Cette vue en coupe montre l'assemblage des différentes pièces, ainsi que leur fonction. On remarque :

On peut voir ici que le réglage de la précontrainte peut être effectué différentiel en place. Il suffit de désaccoupler l'arbre et les demi arbres, de desserrer l'écrou, d'extraire le joint spi qui sera remplacé. En retirant entretoise et chemin de roulement, on accède alors aux rondelles de réglage. Cependant, le réglage dynamométrique est perturbé par la présence du différentiel. Cette méthode est parfois utilisée, mais ne permet bien sûr ni de vérifier la totalité des pièces, ni de régler le jeu du couple conique. La position des rondelles de réglage de précontrainte montre que plus les rondelles sont épaisses, et moins la contrainte est importante (elles "éloignent" les deux chemins de roulement d'entrée). On voit aussi que tout ajustement de la distance conique impose un nouveau réglage de précontrainte.

Vérification des roulements

Il est temps de vérifier les roulements :

Pour contrôler ceux du boîtier de différentiel, replacer le boîtier avec ses chemins de roulement, les demi paliers et les écrous de réglage. Tout resserrer (un serrage léger suffit), appliquer une précontrainte légère, et faire tourner. Au préalable, on aura pris soin de bien tout nettoyer, et d'huiler les roulements.

Pour contrôler ceux du pignon d'attaque, enlever de nouveau le boîtier de différentiel, puis remonter le pignon d'attaque. Même chose : nettoyage / huilage. Appliquer une précontrainte légère en serrant l'écrou de tulipe. Il est inutile ici de remettre en place les rondelles de réglage. On règle léger seulement par le serrage de l'écrou.
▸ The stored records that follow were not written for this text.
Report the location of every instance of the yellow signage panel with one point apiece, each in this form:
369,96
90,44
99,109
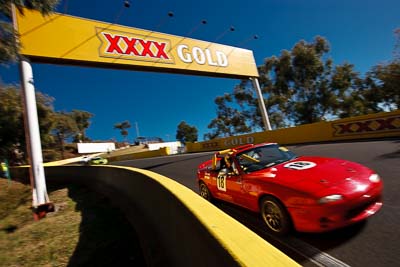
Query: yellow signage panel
66,39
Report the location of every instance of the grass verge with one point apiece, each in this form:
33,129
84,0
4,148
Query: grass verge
85,230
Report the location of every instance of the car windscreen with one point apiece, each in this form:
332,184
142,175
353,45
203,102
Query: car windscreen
263,157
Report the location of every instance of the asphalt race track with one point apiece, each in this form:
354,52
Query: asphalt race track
372,243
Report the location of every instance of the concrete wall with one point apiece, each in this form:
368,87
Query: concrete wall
176,226
380,125
164,151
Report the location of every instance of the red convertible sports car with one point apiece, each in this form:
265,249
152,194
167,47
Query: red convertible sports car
308,194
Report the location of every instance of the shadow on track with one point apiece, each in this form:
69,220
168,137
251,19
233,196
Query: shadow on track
106,237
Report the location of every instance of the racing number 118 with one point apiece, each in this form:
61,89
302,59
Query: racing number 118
221,182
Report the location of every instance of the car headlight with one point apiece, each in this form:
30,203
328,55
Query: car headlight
329,199
374,178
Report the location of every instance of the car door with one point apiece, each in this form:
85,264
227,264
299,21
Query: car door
229,185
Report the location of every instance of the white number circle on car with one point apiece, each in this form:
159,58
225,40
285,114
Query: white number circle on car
300,165
221,181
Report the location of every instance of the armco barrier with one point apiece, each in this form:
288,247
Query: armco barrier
164,151
176,227
380,125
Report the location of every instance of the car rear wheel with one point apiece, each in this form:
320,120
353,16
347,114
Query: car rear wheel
275,216
204,192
Dans les deux cas, les roulements doivent fonctionner sans accrocher, ni grogner. Les chemins et les rouleaux doivent être en excellent état (non marqués, grippés, oxydés, piqués, etc...)
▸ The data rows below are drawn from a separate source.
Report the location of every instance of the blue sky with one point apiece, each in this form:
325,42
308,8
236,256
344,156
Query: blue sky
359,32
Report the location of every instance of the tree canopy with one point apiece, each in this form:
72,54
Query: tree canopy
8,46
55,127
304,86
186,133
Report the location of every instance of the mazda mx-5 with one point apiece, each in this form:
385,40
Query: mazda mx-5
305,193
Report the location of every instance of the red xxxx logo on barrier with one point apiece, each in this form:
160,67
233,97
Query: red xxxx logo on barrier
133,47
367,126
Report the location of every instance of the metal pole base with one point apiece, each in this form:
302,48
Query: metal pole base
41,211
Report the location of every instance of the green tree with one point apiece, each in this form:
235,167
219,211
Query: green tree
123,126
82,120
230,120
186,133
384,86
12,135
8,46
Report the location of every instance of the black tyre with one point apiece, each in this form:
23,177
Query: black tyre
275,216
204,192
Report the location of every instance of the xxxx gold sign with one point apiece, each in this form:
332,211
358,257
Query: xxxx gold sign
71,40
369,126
Sinon : remplacer ! Des roulements neufs sont bon marché si l'on utilise des roulements NSK, SKF, etc. Par contre, la facture est plus salée si l'on monte des FAG, des Timken. Dans tous les cas, on peut très sensiblement diminuer l'addition en s'adressant à un magasin de fournitures industrielles plutôt qu'à un représentant de la marque Land Rover.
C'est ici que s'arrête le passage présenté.